The e-bike dispelled his street fears and other complaints. One pedaling cycle
would trigger the motor for a powerful boost and, as a result,
intersections no longer posed a problem. Its pedal-assisting and fat tires, once
adapted to, made riding so much fun. The inclines, headwinds, or bumpy dirt and
gravel trails were all overcome by the extra push. 20 miles would give him a
good cardio exertion but it would not take him more than one night to recover.
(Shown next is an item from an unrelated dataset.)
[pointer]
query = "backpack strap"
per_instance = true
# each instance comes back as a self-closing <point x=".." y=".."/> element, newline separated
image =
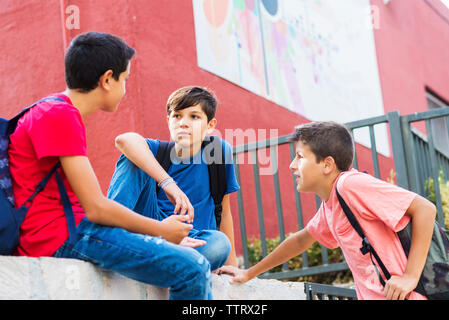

It also seemed people had been working to improve for cycling. Since Covid, more
and wider bike lanes appeared on city streets, a new multi-use overpass was
completed a year ago across 101 in Palo Alto, and the SF Bay Trail had been
closing gaps and recently went around East Palo Alto by wooden plank paths over
the marsh. For the 20 miles he had to cover, only 2.5 miles were in the city, the
rest was trails.
Sunday morning, after lifting weight, Bill jumped on the fully recharged e-bike
heading back to Mountain View. After crossing Coyote Hills, he took the levee,
the route he used to run on, which in time led him onto the Dumbarton bridge.
Traffic was light under an overcast sky. Onto the peninsula, he rode briefly on
University avenue before turning left onto Bay Trail. Overall, the trip took him
80 minutes and was again a great exercise. It did not tire him out and he took
the bike for another spin in the afternoon for grocery shopping. The e-bike was
an ingenious idea which the kid discovered for him. Thank You!